Our case presented with advanced disease and severe symptoms, i.e., the patient was wheelchair dependant with acute hypercapnic respiratory failure. There was uncertainty in the managing clinician's mind about the role of ERT in managing this particular patient. There is no RCT data to support the use of ERT in this patient group. Expert opinion generally suggests ERT to be “considered” in these patients with the requirement of monitoring [16,17]. A single case report similar to ours demonstrated significant motor improvement and respiratory stability after two years of ERT, with return of mobility from a wheelchair dependant state [29]. There are open label case series and observational studies from 4 to 10 years of ERT, which do include patients with severe symptoms as a small group. Generally, these reports demonstrate improvement and/or stabilization of motor and respiratory function in up to two thirds of patients, with increased survival; A meta-analysis showed up to five-fold lower mortality in these patients treated as a group [14,25,28,31]. However, there are patients in this advanced group who progress, some to death, usually from a respiratory cause [25,28,30,31]. A French longitudinal study over a median of 55 months and a median age 53 of advanced LOPD on ERT, showed stability or slight improvement, with a 42% mortality [25]. There is also the suggestion of late decline in benefit, in LOPD after three to five years of ERT [15,28], hence the need for ongoing clinical monitoring [30]. A recent observational study demonstrated a positive impact of ERT on quality-of-life measures in LOPD, which included up to 50% of patients with severe symptoms and a median follow-up of four years (range 0.5–8) [32]. This latter finding adds further weight to recommendations that suggest “offering” ERT to severe LOPD patients.

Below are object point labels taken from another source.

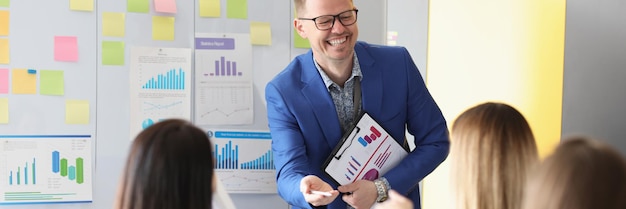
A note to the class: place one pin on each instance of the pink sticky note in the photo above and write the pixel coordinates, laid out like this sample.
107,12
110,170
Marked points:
65,48
166,6
4,81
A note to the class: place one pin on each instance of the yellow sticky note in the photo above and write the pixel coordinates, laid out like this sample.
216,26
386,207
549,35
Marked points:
260,33
139,6
4,81
51,82
24,81
4,3
163,28
209,8
4,23
4,51
77,112
165,6
4,110
81,5
113,53
300,42
113,24
237,9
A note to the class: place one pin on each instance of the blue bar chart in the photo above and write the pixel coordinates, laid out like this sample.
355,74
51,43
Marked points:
171,80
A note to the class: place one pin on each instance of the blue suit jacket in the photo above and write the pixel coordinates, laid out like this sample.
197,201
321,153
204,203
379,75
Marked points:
305,128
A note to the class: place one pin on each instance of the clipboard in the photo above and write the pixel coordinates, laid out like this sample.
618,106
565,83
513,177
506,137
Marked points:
366,152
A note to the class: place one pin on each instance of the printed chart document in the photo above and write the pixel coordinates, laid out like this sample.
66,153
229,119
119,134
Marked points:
367,152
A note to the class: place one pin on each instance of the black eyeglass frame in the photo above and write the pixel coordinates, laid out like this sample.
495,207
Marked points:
335,17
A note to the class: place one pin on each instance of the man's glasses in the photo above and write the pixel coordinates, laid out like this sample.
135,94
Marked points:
326,22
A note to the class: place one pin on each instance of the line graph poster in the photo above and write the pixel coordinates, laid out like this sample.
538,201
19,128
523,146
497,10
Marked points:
45,169
160,87
244,161
223,79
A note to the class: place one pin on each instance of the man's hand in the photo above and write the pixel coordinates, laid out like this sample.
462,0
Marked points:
313,183
362,194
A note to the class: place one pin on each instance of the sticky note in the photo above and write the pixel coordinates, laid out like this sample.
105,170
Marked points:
209,8
4,110
260,33
4,23
113,24
51,82
138,6
165,6
162,28
300,42
113,53
237,9
23,82
4,81
81,5
66,48
4,51
77,112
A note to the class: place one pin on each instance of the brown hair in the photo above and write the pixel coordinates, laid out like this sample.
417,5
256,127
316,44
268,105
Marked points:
582,173
492,150
169,166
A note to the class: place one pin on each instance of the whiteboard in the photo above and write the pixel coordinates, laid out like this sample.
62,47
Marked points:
33,25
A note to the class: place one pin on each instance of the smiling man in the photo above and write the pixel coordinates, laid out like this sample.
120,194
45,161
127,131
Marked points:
320,95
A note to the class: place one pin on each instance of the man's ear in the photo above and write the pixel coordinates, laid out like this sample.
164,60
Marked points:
297,24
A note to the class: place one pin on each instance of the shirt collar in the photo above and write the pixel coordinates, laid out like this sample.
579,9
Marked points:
356,71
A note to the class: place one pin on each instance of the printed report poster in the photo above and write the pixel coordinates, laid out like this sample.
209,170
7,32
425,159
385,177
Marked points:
160,86
223,79
244,161
38,169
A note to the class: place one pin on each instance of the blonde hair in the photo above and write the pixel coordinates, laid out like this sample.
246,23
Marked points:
492,150
581,174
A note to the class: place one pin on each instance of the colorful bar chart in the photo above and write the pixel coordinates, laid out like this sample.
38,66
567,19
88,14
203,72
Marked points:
171,80
72,172
21,175
228,158
225,67
265,162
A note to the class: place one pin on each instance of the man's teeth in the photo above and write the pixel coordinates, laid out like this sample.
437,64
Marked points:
337,41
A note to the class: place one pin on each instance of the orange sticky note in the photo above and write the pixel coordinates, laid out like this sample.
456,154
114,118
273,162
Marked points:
4,23
24,82
65,48
166,6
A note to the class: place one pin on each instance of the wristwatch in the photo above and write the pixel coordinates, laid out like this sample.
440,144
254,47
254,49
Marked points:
381,187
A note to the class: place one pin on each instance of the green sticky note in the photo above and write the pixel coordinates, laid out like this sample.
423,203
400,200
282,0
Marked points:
163,28
300,42
113,53
139,6
209,8
237,9
51,82
4,3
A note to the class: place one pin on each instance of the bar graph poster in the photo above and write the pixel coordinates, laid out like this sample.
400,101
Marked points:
223,79
160,87
244,161
45,169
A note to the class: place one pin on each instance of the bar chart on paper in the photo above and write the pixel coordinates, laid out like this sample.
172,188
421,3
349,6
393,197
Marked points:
173,79
244,161
45,169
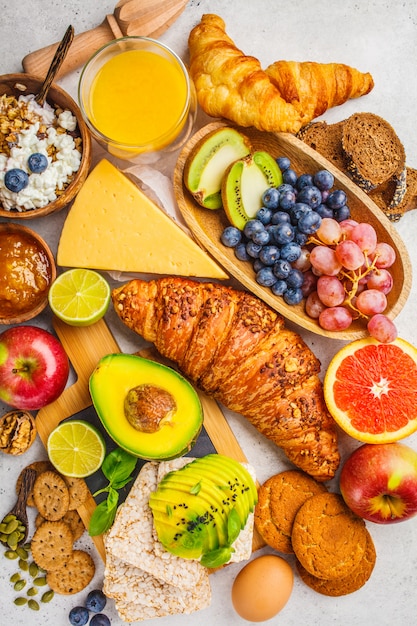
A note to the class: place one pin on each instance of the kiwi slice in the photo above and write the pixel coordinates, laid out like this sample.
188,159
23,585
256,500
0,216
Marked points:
207,162
244,183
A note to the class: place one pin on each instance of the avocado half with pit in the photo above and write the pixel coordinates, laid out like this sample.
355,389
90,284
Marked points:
147,408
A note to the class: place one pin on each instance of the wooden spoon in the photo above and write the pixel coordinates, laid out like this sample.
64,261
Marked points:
148,18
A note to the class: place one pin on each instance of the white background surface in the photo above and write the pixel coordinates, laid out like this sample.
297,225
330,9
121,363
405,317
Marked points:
376,36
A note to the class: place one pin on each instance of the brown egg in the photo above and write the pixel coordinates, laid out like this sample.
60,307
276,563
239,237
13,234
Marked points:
262,588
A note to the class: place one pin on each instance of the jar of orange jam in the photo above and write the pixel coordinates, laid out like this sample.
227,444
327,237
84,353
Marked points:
26,272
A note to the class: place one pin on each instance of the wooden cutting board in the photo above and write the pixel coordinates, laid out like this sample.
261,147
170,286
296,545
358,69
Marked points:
85,347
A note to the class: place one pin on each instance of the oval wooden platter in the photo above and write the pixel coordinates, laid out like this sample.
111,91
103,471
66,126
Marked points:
207,225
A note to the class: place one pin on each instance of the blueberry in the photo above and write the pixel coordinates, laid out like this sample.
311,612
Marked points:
309,223
15,180
231,236
295,279
290,252
96,601
283,163
264,215
291,297
304,180
336,199
323,179
253,249
280,216
78,616
284,233
99,619
289,177
270,198
251,227
282,269
342,213
311,195
287,199
262,237
37,163
240,252
269,254
266,277
279,288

Our case demonstrated stability of respiratory function, and return of mobility after four years with a 6MWT of 59.13 m at her last follow-up. These findings are in line with the expected benefit from ERT from a systematic review and meta-analysis [14]. These findings are also consistent with the evolving literature on LOPD patients with severe symptoms, and use of ERT in their management [25,[31], [32], [33]]. Therefore, like other authors, we also recommend that all patients with slowly progressive limb girdle and/or respiratory muscle weakness be screened with DBS for Pompe Disease [7,8,10], with confirmatory testing including genetic testing [7,8]. Further, we agree that with positive testing for Pompe including genetic testing, muscle biopsies are not required [[7], [8], [9]]. Finally, the present yearly cost for Myozyme therapy in Canada is expensive [34], which requires judicious decision making on ERT use in LOPD patients such as our case. Our case report of continuous ERT use over 5 years supports expert opinion of “considering” ERT in LOPD with severe symptoms, with close follow-up to determine longitudinal benefit.